Two days after the government eased controls on Argentineans’ rights to purchase dollars, the country’s reserves at the end of Tuesday stood at $28.701 billion — $188 million less than the day before, the nation’s central bank reported Wednesday.
According to the nation’s tax and currency exchange agency AFIP, Argentineans each bought an average $578 on Tuesday at different banks around the country.
President Cristina Fernández de Kirchner, who was in Havana for the Community of Latin American and Caribbean States (CELAC), cut her visit short and returned to Buenos Aires on Wednesday to deal with the dollar crisis.
The Argentinean government decided to lift controls in order to deal with the sharp devaluation of the peso, fueled in part by speculation and soaring purchases of dollars on the black market.
Fernández de Kirchner reportedly asked for support from Latin American leaders to help head off a panic and a ballooning financial crisis in her country, Buenos Aires daily La Nación reported on Wednesday. It was not immediately known what help she asked for.
At a news conference early Wednesday, Cabinet chief Jorge Capitanich played down the flurry of exchanges, saying that Argentineans purchased some $13 million of the $100 million they had originally requested to buy.
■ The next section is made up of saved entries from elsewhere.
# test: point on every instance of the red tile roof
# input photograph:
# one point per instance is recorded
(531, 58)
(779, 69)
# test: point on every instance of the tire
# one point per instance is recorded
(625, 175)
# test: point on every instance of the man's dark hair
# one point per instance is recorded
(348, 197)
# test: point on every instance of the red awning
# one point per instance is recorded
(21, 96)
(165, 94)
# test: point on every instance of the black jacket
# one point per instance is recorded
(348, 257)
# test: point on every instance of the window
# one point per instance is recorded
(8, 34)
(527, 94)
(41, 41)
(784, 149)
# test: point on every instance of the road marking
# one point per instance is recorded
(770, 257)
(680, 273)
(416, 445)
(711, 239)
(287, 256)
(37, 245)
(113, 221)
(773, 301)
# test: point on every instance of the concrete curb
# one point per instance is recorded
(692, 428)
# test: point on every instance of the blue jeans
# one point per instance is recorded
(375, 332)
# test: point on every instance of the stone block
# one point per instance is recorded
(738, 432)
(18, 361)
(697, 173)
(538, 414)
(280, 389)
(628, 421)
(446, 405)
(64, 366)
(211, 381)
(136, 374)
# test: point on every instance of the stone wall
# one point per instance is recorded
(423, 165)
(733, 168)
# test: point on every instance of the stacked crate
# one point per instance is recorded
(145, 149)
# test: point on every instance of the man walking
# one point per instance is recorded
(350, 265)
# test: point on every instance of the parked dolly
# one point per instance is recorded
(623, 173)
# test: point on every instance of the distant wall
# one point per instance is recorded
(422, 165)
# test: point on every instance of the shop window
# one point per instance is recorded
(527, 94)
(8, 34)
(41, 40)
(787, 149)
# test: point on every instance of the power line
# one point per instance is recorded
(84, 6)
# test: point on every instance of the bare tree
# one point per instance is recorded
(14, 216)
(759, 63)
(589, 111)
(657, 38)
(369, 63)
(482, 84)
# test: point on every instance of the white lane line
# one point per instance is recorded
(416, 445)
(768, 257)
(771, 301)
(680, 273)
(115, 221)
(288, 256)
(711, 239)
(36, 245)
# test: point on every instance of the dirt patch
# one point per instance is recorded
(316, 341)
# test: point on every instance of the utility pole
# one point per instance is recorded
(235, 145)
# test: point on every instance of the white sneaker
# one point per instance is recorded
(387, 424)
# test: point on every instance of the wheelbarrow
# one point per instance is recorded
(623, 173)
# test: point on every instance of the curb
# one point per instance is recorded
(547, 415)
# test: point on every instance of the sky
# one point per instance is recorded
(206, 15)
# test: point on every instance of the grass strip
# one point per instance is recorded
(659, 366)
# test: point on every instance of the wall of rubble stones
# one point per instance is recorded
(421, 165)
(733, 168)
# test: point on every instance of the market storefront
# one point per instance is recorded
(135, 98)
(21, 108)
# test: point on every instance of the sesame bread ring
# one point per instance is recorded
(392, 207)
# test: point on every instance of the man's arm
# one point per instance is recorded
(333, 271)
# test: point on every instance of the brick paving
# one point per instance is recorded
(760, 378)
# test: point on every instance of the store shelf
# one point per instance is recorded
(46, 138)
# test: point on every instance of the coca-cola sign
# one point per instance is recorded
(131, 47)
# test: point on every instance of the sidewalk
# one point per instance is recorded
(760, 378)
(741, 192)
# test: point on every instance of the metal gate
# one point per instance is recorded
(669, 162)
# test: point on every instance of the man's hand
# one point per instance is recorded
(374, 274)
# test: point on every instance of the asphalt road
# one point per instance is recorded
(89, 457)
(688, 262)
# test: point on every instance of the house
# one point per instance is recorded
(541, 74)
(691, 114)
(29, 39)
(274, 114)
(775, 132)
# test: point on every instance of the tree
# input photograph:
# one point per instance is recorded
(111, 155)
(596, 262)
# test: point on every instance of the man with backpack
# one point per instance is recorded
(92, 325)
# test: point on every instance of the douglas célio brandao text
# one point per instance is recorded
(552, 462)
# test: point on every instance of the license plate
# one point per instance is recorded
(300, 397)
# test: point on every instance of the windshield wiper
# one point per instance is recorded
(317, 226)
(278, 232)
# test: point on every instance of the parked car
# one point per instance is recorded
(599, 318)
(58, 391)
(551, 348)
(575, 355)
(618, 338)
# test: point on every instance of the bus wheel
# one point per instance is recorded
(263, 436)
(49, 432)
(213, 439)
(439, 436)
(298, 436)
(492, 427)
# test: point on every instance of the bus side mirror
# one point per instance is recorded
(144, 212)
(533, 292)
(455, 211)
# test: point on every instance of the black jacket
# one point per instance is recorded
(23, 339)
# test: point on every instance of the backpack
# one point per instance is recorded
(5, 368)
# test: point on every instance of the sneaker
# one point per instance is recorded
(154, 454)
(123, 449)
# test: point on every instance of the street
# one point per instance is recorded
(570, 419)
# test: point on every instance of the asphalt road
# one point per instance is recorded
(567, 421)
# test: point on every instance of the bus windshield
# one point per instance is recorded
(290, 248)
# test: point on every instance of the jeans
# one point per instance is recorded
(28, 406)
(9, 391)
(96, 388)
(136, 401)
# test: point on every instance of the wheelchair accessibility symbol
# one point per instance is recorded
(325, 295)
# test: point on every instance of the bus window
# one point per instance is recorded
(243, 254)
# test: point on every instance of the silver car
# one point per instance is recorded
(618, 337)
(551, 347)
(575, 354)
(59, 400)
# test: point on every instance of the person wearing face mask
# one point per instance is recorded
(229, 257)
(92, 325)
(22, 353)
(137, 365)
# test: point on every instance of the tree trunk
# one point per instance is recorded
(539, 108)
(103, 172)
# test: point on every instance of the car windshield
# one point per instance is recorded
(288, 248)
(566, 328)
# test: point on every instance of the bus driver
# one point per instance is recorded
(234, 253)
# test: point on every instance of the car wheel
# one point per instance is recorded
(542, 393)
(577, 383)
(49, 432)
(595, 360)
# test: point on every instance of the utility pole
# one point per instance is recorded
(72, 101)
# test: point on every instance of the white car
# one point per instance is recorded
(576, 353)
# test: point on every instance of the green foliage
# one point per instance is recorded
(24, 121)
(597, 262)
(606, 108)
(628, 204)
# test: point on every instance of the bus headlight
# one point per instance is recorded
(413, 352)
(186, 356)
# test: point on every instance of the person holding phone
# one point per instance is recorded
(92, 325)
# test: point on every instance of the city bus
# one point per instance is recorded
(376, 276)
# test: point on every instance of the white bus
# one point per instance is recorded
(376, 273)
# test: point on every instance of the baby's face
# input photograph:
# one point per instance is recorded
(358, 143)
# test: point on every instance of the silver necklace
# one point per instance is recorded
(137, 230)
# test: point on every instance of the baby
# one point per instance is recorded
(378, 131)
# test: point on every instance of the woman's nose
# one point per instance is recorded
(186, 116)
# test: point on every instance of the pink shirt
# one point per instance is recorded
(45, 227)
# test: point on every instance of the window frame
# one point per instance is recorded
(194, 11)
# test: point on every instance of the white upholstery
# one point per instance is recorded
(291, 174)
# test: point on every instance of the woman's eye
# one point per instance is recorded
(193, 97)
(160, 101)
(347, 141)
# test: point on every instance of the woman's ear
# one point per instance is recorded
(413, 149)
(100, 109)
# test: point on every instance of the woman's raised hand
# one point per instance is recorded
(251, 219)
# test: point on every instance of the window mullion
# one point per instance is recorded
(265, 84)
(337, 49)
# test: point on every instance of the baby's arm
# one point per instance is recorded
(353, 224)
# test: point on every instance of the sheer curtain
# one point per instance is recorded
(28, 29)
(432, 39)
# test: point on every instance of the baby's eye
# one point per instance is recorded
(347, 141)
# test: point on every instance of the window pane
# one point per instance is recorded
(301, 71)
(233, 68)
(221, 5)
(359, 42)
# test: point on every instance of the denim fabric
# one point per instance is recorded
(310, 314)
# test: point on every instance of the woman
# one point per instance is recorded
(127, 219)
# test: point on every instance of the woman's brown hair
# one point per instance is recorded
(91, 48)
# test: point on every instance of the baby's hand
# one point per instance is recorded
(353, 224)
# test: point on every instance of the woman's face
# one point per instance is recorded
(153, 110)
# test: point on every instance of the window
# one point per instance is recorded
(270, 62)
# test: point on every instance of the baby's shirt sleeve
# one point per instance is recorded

The country’s central bank explained that the drop in reserves was due to the selling of dollars. Argentina’s reserves are at their lowest since 2006.
Capitanich accused speculators of making purchases on the black market rate (the so-called “blue dollar”), which was selling for just under 13 pesos. He associated such transactions with “drug trafficking, money laundering and tax evasion.” Still, the blue dollar rate was down from last week before the government officially relaxed controls. The government’s official dollar rate closed on Tuesday at 8.01 pesos.
At the same time, the government threatened to issue higher fines — including closures — against businesses involved in price gouging.
“The speculative conduct by many storekeepers and businessmen in Argentina is disgusting,” said Capitanich, who added that the government has already issued more than 30 fines against appliance centers for selling their products at high prices.